On Thursday evening, the Swedish marketing community gathered at Stockholm City Hall for 100-wattaren 2026. Beyond the celebration itself, the evening served as a timely reminder of something the industry too often struggle with: communication only matters when it can demonstrate what it actually delivers.
That principle sits at the heart of 100-wattaren – and it is precisely why Nepa is a partner to the awards. This is not a competition that rewards ideas for their own sake. It rewards work that proves its value, drives change and contributes to real growth.
100-wattaren and the discipline of effectiveness
100-wattaren stands apart from many other awards by consistently judging communication on outcomes rather than optics. In an industry still prone to confusing attention with impact, the competition maintains a clear focus on what ultimately matters:
- Measurable value
- Behavioural change
- Commercial and societal impact
This focus is not just refreshing – it is necessary. As marketing budgets come under greater scrutiny, the ability to explain not only what was done, but why it mattered, is becoming a prerequisite rather than a bonus.
That is also why the cases presented on stage resonate so strongly. They are not built on hindsight or selective metrics, but on structured thinking, continuous measurement and a clear link between communication and effect.
From creativity to consequence
This year’s winners made one thing clear: the strongest work is created where creativity and accountability reinforce each other.

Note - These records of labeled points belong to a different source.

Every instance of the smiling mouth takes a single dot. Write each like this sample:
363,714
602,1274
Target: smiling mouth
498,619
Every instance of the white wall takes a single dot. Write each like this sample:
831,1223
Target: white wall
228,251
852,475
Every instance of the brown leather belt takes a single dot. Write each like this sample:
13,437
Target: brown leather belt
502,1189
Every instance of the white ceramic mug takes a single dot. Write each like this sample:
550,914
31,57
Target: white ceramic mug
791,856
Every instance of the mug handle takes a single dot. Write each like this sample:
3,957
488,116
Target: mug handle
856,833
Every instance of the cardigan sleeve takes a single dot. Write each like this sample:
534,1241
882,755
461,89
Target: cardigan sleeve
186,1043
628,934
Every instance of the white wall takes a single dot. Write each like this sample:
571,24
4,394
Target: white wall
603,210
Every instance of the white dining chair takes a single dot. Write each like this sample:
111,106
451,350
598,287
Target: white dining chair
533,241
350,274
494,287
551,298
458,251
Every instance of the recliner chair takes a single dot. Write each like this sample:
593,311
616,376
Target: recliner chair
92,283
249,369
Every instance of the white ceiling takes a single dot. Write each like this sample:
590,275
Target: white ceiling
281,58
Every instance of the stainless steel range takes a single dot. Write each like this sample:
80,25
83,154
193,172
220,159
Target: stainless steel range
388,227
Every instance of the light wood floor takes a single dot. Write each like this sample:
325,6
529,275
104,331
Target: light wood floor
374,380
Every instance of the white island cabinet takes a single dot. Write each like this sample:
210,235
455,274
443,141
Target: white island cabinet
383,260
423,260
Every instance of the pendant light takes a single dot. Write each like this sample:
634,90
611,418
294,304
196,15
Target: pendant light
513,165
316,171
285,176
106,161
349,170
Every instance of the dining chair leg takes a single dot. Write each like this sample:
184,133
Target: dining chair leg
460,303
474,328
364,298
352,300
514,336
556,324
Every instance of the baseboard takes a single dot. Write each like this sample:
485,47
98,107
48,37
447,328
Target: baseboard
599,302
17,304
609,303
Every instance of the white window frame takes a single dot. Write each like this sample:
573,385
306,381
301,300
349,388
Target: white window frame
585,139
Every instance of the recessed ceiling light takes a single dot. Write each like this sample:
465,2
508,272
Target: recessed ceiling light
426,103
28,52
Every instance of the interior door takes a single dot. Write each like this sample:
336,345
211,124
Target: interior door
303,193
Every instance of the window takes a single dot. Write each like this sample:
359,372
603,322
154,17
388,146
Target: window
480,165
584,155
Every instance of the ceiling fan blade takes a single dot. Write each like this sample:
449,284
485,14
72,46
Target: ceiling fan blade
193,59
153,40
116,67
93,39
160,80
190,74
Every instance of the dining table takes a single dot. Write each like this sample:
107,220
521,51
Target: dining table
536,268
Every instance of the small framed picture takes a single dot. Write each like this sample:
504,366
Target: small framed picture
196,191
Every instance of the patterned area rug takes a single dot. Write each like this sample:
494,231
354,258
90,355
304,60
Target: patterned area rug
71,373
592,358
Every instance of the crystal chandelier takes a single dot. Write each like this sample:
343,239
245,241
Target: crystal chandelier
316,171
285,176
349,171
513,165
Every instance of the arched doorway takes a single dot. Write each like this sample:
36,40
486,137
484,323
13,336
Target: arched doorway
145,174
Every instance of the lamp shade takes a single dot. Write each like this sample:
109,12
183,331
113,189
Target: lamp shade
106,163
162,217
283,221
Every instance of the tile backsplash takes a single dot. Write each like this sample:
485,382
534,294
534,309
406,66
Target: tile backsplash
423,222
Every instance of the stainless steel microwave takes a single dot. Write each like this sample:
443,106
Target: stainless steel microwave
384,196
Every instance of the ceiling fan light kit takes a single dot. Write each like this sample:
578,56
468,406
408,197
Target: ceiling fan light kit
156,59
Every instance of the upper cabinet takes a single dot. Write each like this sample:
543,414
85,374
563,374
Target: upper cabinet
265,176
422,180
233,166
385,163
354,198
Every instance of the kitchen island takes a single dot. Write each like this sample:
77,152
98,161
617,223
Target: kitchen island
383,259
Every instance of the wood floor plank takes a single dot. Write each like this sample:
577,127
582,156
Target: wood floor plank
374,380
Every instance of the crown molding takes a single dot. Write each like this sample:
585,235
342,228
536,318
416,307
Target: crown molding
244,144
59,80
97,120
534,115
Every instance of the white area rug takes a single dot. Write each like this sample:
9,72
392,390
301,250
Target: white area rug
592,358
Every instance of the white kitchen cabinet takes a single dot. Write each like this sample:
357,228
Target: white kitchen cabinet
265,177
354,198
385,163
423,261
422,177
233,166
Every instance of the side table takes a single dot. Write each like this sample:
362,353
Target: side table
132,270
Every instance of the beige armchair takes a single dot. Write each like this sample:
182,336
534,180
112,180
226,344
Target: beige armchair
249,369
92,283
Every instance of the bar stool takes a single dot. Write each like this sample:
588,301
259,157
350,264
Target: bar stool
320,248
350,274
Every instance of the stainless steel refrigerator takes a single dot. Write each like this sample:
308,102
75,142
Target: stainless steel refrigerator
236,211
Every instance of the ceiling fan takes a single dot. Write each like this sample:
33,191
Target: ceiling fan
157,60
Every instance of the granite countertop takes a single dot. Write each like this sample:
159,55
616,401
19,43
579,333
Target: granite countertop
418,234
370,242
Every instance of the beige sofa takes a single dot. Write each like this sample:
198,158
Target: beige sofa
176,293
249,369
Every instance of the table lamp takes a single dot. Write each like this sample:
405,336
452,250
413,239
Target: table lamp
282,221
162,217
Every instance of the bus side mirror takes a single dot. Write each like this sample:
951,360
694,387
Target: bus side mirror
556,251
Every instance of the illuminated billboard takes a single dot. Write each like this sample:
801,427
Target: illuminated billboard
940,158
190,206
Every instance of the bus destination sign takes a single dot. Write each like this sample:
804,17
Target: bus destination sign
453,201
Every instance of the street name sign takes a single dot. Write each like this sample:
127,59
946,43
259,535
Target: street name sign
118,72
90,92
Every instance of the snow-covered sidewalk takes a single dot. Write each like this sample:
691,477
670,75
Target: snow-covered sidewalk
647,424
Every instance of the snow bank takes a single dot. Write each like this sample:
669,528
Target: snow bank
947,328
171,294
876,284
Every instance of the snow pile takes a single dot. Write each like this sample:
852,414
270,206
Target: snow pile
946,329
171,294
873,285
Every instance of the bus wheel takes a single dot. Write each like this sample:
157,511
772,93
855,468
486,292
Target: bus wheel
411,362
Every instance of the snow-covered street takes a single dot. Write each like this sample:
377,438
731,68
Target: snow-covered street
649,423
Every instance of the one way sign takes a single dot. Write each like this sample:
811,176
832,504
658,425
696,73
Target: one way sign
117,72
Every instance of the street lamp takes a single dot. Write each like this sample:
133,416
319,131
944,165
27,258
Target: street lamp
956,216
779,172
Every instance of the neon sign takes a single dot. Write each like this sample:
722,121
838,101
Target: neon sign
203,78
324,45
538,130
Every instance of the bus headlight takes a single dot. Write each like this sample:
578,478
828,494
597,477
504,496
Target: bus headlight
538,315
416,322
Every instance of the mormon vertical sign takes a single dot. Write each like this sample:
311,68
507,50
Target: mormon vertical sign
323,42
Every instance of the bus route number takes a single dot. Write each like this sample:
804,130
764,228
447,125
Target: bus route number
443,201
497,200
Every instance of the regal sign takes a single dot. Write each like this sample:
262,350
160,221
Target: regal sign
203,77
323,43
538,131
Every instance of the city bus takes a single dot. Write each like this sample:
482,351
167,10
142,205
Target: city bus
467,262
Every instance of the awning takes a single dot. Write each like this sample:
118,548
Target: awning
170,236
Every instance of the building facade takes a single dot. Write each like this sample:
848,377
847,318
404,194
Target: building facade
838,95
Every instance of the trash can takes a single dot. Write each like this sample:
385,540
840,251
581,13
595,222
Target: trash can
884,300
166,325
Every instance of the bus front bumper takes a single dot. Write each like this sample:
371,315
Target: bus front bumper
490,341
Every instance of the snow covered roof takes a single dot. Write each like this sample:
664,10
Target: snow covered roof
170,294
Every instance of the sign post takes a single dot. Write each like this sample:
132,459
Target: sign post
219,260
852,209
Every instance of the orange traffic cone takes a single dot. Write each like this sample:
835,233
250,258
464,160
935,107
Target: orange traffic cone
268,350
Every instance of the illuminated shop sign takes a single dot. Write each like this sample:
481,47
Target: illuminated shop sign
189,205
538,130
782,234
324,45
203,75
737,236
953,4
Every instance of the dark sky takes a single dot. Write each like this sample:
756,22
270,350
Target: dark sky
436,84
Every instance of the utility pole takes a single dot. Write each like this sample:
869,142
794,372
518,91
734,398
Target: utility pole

Several brands stood out by consistently delivering high wattage across categories, including Nepa’s clients:
- Lantmännen
- IF Insurance
- Orkla Foods
- Telia
Across areas such as Employer Branding & Recruitment, Consumer, Long-term, Society & Opinion, Strategic Design and the overall 100-wattaren Grand Prix, the winning entries showed that effectiveness is rarely the result of isolated brilliance. It is the outcome of disciplined strategy, clear priorities and sustained effort over time.
What effective communication has in common
Despite differences in category and expression, the most successful cases share a common mindset.
Effect is designed, not reported
In the strongest entries, effect is not something added at the end of a presentation. It is embedded from the outset. The work explains why choices were made, how performance was followed up and what changed as a result. Measurement is part of the brief – not an afterthought.
Strategy, creativity and measurement move together
The creative idea is never isolated. It is connected to objectives, tracked consistently and evaluated against outcomes that matter to the business. Data is not used to justify decisions after the fact, but to guide them throughout the process.
Long-term thinking outperforms short-term spikes
Many of the most awarded cases are not one-off activations, but the result of sustained investment. They come from brands that treat communication as a long-term system – continuously refined, evaluated and adjusted – rather than a sequence of disconnected campaigns.
The pattern is clear: brands that succeed at 100-wattaren are not guessing. They are managing effect deliberately and systematically.
Why this matters – and why Nepa partners with 100-wattaren
For Nepa, partnering with 100-wattaren is about more than supporting an industry event. It is about standing firmly behind a shared belief: communication should be evaluated on what it actually changes.
We align with 100-wattaren on three fundamental principles:
- Marketing must be accountable to business outcomes
- Measurement must go beyond media metrics to capture real behaviour and brand impact
- Insights should be used proactively – to plan, steer and improve – not merely to explain what has already happened
While 100-wattaren looks back to recognise the most effective work of the year, our role at Nepa is forward-looking: helping brands create more of that work, more consistently, by replacing gut feel with connected, always-on insight.